- Mann-Francis on the set of The Innocents
- Born: Pamela Anne Mann 26 March 1927 London, UK
- Died: 23 August 2020 (aged 93)
- Other names: Pamela Mann
- Occupation: Film continuity

= Pamela Mann-Francis =

British script supervisor (1927–2020)

Pamela Mann-Francis (1927–2020), also credited as Pamela Mann, was a British script supervisor who worked predominantly in film.

==Early life==
Pamela Mann-Francis was born as Pamela Anne Mann in London in 1927, living in Wembley Park. As a child, Mann was a fan of film, going to the cinema several times a week, even during air raids. When her local cinema was taken over by the army, she would visit one of the other three cinemas in Wembley. She left school aged sixteen and learnt Pitman shorthand, then began working in advertising and music publishing. Her father worked at a motor company in Mayfair before freelancing during the Second World War and then starting a motor company of his own.

==Career==
Attracted to the role of "continuity girl", as script supervisors were known in the UK at the time, because of its focus on typing, Mann-Francis' first job in film was for The Rank Organisation. Through her secretarial work at Bradbury Wood, which focused on selling sheet music, Mann-Francis got to know singer Jean English, whose husband worked at Rank. After cultivating a friendship, she was offered the job, which she only stayed in for a few weeks before joining Wessex Films at Pinewood Studios.

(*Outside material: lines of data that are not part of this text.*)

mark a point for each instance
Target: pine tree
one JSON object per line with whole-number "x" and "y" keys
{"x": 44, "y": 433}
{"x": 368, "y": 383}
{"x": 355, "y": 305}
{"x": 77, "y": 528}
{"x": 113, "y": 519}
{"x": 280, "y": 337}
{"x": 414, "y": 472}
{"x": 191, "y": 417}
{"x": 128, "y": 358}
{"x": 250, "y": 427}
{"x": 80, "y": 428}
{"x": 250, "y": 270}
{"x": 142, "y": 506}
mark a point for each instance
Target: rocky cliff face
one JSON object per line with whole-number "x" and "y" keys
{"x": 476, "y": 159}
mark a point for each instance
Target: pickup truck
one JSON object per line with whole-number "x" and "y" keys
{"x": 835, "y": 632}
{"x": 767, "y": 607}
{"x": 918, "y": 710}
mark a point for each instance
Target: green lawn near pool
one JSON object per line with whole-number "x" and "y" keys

She initially worked in publicity. In 1952 she worked with David Lean on The Sound Barrier, and soon became his secretary. It was on Lean's 1955 film Summertime that Mann-Francis first worked in continuity, stepping in when the credited continuity girl became ill. Though she was not a member of the Association of Cinematograph Technicians (ACT) union, she was allowed to work as it was considered a foreign production; she thus had three roles on Summertime but received no credit and was only paid as Lean's secretary. In 2013, Mann-Francis said that she had always wanted to be involved in continuity but started her career as a member of the National Association of Theatrical and Kine Employees union, which did not permit it. She was admitted to the ACT by 1957, when she worked as production secretary on The Bridge on the River Kwai.

She took more continuity roles, including some work in American television, from the late 1950s, but took a career break after 1963's Billy Liar; she returned to the industry first with commercials, and then The Empire Strikes Back in 1980.

Mann-Francis is cited as one of the "continuity girl" icons and highlighted hardships of the role in interviews later in life, including long working hours with little appreciation; her difficulties in attaining ACT membership; and a memorable experience in her first continuity job trying to remember whether Katharine Hepburn's earrings had been accounted for.

==Personal life==
She married director Freddie Francis in 1963, and they were together until Francis' death in 2007. The couple first met working on Saturday Night and Sunday Morning, before getting closer on The Innocents. They had two children, whom Mann-Francis raised while taking unpaid work during her career break. Mann-Francis died in August 2020.